Well, now that I've watched it, I'd say it's a pretty hard one to classify and even more so to recommend: it's more than just a horror film (at the time only the second ever produced in Pakistan) and, frankly, not for all tastes. It follows the basic plot line of Bram Stoker's 'Dracula' novel but obviously substituting locations, names, time periods, etc. During the Audio Commentary, Pakistani film critic Omar Khan repeatedly says that while the film-makers were doing their utmost to emulate the style of both the Universal and Hammer films – which is very fairly captured, in my opinion, via several atmospheric sequences (especially those set in the vampire's mansion) and a shock moment or two (the first screen appearance of Stoker's notorious baby-feeding scene, a lady vampire is repeatedly stabbed in the presence of a little girl), what came out of it most distinctly perhaps was their basic lack of confidence in how to tackle the material at hand.

This is clearly evident in their making the vampire a 'Professor' (shades of Jekyll & Hyde) rather than a Count, for instance, but especially in its bizarre soundtrack comprised of unauthorized lifts from James Bernard's Hammer Dracula scores, cues from popular (but, in this case, wholly inappropriate) classical and contemporary tunes and – most surprisingly (for a Western audience, at least) – musical numbers that come out of nowhere and go on for minutes at a stretch, thus effectively stopping the film dead in its tracks! The actors involved (some of whom were highly respected in their country) are adequate under the circumstances but, for obvious reasons, cannot hope to compete in the horror stakes with the more 'professional' approach of the genre stars we know so well. The final obliteration of the vampire at the climax, however, is quite nimbly made and highly effective.

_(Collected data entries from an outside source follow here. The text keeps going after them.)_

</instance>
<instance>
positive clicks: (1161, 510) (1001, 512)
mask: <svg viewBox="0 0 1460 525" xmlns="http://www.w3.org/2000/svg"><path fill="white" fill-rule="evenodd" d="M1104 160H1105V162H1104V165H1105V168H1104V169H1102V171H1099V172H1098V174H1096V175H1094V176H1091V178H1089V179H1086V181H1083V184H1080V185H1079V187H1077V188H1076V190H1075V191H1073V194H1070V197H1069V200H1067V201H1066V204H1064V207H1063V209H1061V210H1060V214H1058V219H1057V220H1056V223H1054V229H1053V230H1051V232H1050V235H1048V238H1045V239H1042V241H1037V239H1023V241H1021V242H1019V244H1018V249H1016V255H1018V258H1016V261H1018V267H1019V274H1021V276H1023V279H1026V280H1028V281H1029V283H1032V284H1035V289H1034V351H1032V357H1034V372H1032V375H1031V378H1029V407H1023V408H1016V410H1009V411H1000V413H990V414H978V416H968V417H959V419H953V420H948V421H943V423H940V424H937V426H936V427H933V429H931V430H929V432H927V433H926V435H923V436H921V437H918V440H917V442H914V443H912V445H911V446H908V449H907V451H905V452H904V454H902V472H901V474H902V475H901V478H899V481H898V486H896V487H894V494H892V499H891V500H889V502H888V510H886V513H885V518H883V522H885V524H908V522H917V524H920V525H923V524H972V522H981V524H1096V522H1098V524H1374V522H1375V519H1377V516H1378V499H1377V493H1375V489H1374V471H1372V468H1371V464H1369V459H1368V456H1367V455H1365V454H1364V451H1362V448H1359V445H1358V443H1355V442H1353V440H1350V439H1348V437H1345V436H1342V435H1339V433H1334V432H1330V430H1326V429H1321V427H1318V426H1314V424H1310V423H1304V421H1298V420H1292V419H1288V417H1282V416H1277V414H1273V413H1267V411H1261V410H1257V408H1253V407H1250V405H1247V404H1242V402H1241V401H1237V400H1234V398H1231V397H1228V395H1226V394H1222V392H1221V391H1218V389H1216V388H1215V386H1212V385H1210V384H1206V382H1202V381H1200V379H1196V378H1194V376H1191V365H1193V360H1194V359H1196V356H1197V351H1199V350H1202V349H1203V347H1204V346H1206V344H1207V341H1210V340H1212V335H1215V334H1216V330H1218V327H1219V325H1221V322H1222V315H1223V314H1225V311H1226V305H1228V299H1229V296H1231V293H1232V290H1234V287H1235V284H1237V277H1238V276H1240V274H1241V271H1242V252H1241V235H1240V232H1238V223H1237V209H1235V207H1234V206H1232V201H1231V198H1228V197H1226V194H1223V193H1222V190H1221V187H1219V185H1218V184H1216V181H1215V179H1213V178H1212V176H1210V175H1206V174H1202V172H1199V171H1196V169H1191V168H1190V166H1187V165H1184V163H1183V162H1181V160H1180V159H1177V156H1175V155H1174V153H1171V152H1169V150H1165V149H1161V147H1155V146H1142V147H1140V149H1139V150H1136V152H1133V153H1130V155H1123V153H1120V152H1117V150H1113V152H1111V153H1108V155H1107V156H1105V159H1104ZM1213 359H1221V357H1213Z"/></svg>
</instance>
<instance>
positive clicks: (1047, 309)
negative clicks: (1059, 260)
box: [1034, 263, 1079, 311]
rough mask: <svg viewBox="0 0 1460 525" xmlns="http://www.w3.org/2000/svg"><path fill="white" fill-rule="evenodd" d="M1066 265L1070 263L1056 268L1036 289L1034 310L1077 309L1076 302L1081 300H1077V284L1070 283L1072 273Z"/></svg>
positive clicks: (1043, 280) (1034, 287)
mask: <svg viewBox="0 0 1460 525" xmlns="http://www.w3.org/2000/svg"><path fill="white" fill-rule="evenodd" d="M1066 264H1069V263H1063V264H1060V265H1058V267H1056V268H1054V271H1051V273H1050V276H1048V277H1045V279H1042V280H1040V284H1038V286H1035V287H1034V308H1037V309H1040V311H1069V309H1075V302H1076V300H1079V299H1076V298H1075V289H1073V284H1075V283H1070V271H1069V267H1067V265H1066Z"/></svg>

The DVD transfer was as good as could be expected (the main offender is some jittering around the half-way mark). The extras are surprisingly plentiful and very interesting: we've got an Audio Commentary, a three-part Documentary on South Asian horror films (featuring excerpts from a number of unbelievably tacky and campy recent genre efforts), a shorter Documentary about the making of the film proper (comprised of interviews with surviving cast and crew), the trailer I mentioned earlier (more a promo for the DVD), a poster/stills gallery, and there's even an Easter Egg highlighting an unused song originally written for the film that we were mercifully spared from.

In the end, THE LIVING CORPSE is a goofy but agreeable – and oddly endearing – film, one of three 'revisionist' takes on the Dracula 'legend' I received on the very same day incidentally; having recently watched Jess Franco's VAMPYROS LESBOS (1970), I look forward now to checking out the last one of them – Paul Morrissey's BLOOD FOR Dracula (1974)!